Probiotic, biocide-free antifouling coatings based upon sol-gel encapsulated micro-organisms

It is interesting to speculate that Nelson's victory at Trafalgar was due to an absence of biofouling on the ship's hulls (which were made of copper, a known biocide) allowing them superior speed.Biofouling is the undesirable accumulation of microorganisms, algae etc which occurs on submersed structures. The effects of biofouling are considerable; increased frictional drag, leading to increased fuel consumption and associated CO2, SOx, NOx emissions; restrictions in internal pipe dimensions leading to loss of flow, increased pressure and poor heat exchange in pipelines and commonly, the development of biofilms that provide habitats for the development of aggressive micro climates that are extremely acidic and lead to rapid rates of corrosion and structural failure, e.g., BP Purdoe Bay pipeline failure was due to microbial induced corrosion (MIC).The aim of this project is to commercialise a non-biocidal antifouling coating. The coating is based upon the concept that 'protective bacteria' encapsulated within a sol-gel matrix, and applied to a surface, will prevent harmful biofilms forming on that surface. The 'protective bacteria' in this case consist of endospores that are naturally ocurring in soil and are non-pathogenic. The concept has been proven in an EPSRC project that will end in October 2010.We propose to work with selected partners who manufacture coatings for the key markets that utilise antifouling coatings. The partners will help with commercial performance testing that will allow us to benchmark our coating against current commercially available coatings. We will address the requirement for the coating to be applied under industrial conditions to large surface areas and the feasibility of applying our coating on top of existing marine coatings that are applied to prevent corrosion. Importantly we will address the issue of scale-up of manufacture, particularly that of endospore production, something that traditional coating manufacturers are not familiar with. The partners will also advise on Health & Safety issues and provide guidance on regulatory requirements of the coating.
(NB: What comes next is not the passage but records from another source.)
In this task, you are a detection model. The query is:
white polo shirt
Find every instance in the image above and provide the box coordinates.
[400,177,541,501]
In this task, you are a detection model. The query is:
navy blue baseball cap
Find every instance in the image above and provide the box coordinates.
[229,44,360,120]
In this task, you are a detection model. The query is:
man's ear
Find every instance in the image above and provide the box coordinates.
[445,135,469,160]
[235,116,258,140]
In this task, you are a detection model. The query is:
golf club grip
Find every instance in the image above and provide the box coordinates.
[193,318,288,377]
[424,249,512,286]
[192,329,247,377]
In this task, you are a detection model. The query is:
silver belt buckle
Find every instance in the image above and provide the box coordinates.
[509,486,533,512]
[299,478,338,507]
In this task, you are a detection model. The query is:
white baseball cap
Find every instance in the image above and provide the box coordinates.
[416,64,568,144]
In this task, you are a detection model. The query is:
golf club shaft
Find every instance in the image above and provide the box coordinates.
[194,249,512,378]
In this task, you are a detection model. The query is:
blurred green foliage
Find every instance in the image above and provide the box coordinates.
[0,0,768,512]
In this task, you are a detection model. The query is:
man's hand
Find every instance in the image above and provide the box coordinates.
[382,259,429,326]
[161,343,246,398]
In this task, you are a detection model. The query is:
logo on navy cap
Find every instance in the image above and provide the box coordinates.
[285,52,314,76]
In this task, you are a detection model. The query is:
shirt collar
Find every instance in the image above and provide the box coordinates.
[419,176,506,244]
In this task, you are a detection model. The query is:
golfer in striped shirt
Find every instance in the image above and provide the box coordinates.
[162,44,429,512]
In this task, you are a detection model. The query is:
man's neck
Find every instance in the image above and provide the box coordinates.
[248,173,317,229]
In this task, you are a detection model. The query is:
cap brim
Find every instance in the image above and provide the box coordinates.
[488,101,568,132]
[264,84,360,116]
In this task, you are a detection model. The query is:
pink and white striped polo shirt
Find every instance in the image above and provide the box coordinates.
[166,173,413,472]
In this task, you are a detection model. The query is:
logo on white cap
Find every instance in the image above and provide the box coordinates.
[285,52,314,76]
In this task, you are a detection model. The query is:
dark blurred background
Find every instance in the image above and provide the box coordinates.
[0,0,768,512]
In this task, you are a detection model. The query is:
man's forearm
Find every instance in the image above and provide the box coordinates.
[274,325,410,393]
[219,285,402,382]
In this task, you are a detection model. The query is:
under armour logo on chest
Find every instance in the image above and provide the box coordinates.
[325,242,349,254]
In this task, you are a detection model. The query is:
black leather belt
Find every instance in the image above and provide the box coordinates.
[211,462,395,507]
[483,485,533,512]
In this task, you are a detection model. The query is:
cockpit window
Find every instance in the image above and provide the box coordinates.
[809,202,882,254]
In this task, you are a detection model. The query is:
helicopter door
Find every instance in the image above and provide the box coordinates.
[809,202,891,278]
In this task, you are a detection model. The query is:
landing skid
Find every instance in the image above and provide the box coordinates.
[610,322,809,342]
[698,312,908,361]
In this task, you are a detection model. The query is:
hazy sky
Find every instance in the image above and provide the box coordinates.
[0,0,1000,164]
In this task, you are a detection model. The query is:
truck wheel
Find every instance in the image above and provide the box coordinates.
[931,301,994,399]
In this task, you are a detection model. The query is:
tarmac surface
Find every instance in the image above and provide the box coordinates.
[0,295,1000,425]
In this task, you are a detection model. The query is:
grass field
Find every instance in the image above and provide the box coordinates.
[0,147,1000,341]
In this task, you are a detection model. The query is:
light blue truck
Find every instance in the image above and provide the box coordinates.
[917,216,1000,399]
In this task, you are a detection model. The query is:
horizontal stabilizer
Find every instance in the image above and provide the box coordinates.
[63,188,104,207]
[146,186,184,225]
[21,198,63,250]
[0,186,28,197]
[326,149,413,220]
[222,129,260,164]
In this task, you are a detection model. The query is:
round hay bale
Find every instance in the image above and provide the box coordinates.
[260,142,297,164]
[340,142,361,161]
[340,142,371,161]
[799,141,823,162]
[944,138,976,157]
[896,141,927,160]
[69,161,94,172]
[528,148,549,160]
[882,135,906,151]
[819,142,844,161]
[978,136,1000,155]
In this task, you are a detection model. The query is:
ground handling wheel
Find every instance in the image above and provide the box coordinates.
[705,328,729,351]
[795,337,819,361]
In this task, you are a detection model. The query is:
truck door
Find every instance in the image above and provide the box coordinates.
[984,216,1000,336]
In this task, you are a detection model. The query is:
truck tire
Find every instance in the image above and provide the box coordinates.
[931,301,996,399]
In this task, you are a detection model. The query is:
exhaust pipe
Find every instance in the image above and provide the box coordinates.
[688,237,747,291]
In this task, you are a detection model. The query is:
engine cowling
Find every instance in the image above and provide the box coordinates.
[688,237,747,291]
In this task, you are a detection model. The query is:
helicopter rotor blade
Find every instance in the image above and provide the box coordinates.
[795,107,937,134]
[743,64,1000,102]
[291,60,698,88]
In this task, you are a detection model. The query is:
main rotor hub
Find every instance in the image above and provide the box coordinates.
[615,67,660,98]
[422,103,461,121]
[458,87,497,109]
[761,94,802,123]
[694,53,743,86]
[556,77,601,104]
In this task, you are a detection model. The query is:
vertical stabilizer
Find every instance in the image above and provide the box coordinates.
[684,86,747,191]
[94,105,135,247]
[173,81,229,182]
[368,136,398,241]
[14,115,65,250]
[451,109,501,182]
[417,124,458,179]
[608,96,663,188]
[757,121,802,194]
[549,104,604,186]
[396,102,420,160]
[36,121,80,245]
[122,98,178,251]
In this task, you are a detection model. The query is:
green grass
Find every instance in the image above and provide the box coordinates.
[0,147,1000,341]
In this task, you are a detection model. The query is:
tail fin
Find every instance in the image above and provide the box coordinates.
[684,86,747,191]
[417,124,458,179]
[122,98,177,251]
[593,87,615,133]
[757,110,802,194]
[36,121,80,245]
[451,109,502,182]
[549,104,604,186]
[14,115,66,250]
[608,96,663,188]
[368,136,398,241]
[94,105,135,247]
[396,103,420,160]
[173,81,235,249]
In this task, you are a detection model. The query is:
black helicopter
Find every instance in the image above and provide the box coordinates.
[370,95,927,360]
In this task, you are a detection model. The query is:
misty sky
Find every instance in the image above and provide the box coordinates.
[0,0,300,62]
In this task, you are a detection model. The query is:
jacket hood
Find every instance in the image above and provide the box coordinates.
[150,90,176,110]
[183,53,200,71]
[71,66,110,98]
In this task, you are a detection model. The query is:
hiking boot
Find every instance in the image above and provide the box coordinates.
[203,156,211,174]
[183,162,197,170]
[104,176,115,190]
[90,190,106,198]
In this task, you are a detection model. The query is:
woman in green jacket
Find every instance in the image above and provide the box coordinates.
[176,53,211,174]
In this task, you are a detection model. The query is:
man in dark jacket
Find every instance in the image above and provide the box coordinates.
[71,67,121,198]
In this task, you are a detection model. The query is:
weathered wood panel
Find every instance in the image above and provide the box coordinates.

The aim of this project is to develop a non-biocidal antifouling coating. To this end the main beneficiary is society. Current antifouling coatings rely primarily on the release of a toxic compound from the coating. Accumulation of these compounds within the environment has long-term consequences for the eco-system. This is particularly true when ships are docked and the dilution factor that normally reduces the concentration of harmful substances when the vessel is in an open sea or ocean, does not occur. As environmental legislation restricts the use of harmful biocidal coatings, the potential for micro and macro-fouling on surfaces increases. With this comes economic penalties such as increased fuel costs for global shipping and increased maintenance costs to remove fouling across a wide range of industries. The development of an alternative non-biocidal coating offers the opportunity to prevent such economic penalties without impacting upon the environment. Therefore a successful outcome for this project will for example, benefit coatings manufacturers, who will maintain a market for their products and global ship owners who will benefit from reduced fuel consumption (with a societal benefit of reduced greenhouse gas emissions) and increased productivity as vessels spend less time in dry dock having fouling removed from surfaces. Other beneficiaries include those industrial sectors where biofouling impacts upon the performance of a process and the maintenance costs, for example, transfer of liquids in pipelines, heat exchanger systems, bioreactors, solar panels and anti-mould construction panels.